Here, Sadat said, she really understood the value of people and the human voice.
As Afghanistan rebuilds itself, she said, the decision makers do not listen to the vast majority of the population, the “average Afghans who are teachers and farmers and shopkeepers.” A small group of people implement their projects “without remembering that they [the everyday Afghans] have a voice in the rebuilding of our country as well.”
“I wanted to hear them,” said Sadat as the audience hung on her words. “I wanted them to believe they had a voice.” And so she related how she began a program that markets Afghan women’s products in the United States. Even if they cannot communicate with words, “they communicate with the flowers they embroider and the products” they send to the U.S.
Communication can be achieved, she seemed to say, without even language or common experience. “Humanity alone can be the best tool to communicate.”
“I want to leave you with one thought,” she concluded. “The difference between me as a Yale student and all the women [in Afghanistan] is that one day, someone came up to me asked me what I thought. And that gave me the confidence to be where I am today.”
An electrified audience gave Sadat standing ovation. And as the cheers and applause continued on and on in evermore enthusiastic volume, I for one wished to communicate with Wazhma Sadat myself, simply to know this rare person and her beautiful message just a little bit better.
***
Amidst tumultuous applause, Yale’s first ever TEDx conference drew to a close. A large wave of people peeled out of the room, voices buzzing with excited (if exhausted) reflection on the talks. I walked the length of the room, searching, searching—there! Wazhma Sadat sat in the front row before the stage.
I wanted to meet her. I wanted to hear more from her, to learn from her. I wanted so badly to tell her how strongly she had struck me, how beautiful I found her speech, how powerfully her words about communication through humanity and human connection had resounded with me. What with my nerves, my suitemate literally had to push me forward to begin conversation.
I didn’t manage to tell her everything I had wanted to tell her. But I did manage to secure an interview for the Globalist!
Wazhma was a warm conversationalist. We reflected on her TED talk, bouncing from topic to topic. We talked about how, for the people of Afghanistan, it is “hard to look at what’s not war.” She told me how they’re still adjusting to “waking up and not thinking about suicide bombs.” Then we spoke about the women she endeavors to empower, to connect with, to empathize with. “No one really listens,” she said softly.
But listening is the root of communication.
I asked Wazhma about the person she had mentioned in the conclusion of her talk, the person who had asked her what she thought. She told me that he was an American who had interviewed her for a particularly competitive program. She told me how she had studied English in for this interview, and had prepared words in English for any question he might ask.
But then he had asked: “What do you think about the power of people in Afghanistan?”
“I just paused,” she told me. “I said, ‘I don’t have an answer.’”
The pursuit of the voice and the words to answer his question brought Wazhma to the electric story she had related earlier.

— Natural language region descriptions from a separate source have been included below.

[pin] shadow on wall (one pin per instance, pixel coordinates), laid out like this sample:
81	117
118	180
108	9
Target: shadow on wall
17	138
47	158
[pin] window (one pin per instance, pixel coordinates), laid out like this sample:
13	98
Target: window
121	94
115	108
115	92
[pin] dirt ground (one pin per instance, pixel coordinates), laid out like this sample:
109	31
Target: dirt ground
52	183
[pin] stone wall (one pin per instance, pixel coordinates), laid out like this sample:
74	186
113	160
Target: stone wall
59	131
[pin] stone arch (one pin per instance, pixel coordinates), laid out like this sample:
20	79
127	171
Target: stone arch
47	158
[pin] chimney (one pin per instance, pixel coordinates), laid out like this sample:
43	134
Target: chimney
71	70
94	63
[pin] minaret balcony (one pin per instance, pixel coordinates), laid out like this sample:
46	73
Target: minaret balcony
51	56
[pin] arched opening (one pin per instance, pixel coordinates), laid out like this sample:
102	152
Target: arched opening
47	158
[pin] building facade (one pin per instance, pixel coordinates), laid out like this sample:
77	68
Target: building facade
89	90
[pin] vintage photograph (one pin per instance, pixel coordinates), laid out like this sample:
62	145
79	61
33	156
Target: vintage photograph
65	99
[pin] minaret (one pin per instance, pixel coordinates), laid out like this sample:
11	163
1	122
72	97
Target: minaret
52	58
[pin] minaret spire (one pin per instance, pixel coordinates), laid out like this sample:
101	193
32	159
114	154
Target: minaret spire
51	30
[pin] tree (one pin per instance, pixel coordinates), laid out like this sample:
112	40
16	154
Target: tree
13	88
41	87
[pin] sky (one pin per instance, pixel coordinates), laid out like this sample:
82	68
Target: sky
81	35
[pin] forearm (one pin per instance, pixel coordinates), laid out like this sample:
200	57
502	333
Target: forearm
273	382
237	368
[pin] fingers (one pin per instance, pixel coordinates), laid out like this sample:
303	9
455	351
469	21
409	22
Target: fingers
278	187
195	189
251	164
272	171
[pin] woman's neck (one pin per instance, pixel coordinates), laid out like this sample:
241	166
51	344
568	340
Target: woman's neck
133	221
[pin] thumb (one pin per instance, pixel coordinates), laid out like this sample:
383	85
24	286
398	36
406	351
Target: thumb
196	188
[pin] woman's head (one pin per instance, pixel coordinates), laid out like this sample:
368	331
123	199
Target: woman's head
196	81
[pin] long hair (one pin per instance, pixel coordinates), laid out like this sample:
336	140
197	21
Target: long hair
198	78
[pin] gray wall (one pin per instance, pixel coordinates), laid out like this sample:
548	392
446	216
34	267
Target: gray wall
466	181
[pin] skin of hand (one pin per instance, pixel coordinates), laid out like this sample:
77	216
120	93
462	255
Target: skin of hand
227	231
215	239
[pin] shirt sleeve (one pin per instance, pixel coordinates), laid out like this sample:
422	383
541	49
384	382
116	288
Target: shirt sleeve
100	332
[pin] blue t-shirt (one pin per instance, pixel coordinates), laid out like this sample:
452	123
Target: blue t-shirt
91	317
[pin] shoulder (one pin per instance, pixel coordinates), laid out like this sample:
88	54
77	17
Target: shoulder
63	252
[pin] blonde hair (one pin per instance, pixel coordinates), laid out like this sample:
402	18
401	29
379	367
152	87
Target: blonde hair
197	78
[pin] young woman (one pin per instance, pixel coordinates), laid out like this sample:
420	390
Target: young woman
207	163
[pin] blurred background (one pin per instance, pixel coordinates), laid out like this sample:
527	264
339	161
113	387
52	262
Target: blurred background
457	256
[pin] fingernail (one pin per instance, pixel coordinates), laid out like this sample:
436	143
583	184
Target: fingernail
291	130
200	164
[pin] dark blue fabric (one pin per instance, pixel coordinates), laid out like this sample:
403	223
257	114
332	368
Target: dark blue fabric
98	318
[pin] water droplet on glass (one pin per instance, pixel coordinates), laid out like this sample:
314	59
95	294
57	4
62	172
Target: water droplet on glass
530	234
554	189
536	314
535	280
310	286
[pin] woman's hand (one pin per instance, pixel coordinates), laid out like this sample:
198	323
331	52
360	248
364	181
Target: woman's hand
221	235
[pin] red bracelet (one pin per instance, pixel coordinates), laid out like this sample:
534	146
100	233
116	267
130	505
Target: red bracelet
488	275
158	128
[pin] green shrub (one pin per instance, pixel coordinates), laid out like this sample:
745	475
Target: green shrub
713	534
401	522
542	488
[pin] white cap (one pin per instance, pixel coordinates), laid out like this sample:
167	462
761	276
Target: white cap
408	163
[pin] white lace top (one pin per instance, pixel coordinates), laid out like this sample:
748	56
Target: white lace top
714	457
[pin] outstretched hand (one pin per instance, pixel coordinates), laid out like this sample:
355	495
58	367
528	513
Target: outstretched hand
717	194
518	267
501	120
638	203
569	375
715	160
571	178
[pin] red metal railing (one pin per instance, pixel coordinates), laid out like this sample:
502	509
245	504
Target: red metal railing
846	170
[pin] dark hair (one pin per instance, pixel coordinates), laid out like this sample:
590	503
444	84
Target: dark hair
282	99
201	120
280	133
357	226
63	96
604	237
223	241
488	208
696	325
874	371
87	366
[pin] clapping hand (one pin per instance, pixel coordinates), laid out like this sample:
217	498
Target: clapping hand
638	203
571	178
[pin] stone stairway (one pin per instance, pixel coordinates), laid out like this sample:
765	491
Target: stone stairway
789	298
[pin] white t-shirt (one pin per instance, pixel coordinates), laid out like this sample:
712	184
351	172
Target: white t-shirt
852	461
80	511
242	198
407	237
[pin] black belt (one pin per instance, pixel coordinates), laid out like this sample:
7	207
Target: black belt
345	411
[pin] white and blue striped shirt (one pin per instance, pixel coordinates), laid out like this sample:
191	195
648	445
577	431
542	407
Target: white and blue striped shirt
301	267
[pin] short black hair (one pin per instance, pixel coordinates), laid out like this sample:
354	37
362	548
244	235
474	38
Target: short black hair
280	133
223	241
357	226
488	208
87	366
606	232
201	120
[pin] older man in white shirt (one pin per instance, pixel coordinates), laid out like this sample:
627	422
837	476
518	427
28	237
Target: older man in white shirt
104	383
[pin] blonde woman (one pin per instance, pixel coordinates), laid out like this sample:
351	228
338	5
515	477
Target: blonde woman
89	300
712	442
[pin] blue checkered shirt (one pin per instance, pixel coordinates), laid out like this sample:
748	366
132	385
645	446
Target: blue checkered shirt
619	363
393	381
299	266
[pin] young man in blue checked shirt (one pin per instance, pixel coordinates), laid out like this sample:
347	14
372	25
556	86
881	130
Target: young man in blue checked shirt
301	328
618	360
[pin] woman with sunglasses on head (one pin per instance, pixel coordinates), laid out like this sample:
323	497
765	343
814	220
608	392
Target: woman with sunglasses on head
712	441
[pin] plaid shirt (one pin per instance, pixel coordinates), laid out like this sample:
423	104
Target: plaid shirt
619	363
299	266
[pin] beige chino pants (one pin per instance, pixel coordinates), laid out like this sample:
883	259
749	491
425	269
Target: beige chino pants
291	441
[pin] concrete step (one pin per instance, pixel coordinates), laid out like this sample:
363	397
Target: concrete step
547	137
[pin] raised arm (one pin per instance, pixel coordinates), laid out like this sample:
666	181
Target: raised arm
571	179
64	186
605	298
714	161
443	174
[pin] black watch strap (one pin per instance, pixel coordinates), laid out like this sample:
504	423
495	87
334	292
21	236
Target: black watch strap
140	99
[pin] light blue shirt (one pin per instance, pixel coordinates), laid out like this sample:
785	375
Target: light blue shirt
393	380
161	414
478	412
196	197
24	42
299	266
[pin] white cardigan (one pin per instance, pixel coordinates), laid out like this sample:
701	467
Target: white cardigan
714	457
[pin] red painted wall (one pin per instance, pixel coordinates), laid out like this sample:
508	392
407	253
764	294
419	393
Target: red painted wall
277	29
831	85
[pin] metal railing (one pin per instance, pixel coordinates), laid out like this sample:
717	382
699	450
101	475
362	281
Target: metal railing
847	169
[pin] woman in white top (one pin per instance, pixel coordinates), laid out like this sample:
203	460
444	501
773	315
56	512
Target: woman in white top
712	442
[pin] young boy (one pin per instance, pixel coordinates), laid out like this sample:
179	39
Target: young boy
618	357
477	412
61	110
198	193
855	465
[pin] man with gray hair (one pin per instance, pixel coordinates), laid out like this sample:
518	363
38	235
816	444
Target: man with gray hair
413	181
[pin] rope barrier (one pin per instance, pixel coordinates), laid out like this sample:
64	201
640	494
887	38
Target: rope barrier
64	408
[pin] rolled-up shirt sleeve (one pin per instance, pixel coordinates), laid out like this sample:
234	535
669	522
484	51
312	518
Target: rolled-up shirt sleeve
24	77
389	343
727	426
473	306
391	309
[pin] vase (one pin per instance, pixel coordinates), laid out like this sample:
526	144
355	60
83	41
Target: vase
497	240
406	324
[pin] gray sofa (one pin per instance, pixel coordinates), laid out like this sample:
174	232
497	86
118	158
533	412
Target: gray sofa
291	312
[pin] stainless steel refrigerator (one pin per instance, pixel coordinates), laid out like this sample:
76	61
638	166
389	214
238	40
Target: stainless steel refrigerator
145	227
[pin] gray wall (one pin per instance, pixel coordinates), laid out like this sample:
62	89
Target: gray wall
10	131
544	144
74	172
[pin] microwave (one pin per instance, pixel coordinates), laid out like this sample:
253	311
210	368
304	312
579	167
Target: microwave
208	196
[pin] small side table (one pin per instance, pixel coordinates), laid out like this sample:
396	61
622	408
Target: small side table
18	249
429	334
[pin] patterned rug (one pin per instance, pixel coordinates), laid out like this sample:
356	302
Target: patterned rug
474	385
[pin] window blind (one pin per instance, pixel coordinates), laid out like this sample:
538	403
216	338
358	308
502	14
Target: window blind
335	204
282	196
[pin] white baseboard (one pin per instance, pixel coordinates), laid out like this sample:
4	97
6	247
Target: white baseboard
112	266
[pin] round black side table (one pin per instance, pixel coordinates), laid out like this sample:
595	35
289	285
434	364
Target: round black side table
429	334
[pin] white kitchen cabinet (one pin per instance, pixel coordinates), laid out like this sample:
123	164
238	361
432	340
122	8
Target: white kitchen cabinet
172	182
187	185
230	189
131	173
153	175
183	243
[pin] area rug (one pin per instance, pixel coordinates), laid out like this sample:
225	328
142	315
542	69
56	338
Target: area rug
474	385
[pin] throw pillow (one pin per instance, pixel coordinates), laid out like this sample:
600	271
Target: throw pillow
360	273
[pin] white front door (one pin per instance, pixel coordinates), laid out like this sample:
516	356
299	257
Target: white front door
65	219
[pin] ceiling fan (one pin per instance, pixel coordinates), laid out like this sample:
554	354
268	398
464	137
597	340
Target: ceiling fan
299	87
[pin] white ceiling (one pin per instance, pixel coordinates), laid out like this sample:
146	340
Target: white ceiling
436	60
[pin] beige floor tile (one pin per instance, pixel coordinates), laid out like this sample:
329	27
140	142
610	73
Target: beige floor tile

I asked again after the American who had asked the question.
His name, as it happens, is Ted. And he is a Yale alumnus from 1958.
Wazhma had ultimately developed a relationship with Ted over the years. “He would send me New York Times articles every day,” she related, smiling.
And today, we are infinitely lucky to have Wazhma Sadat among our ranks as a Yalie.
I look forward to more conversations with her.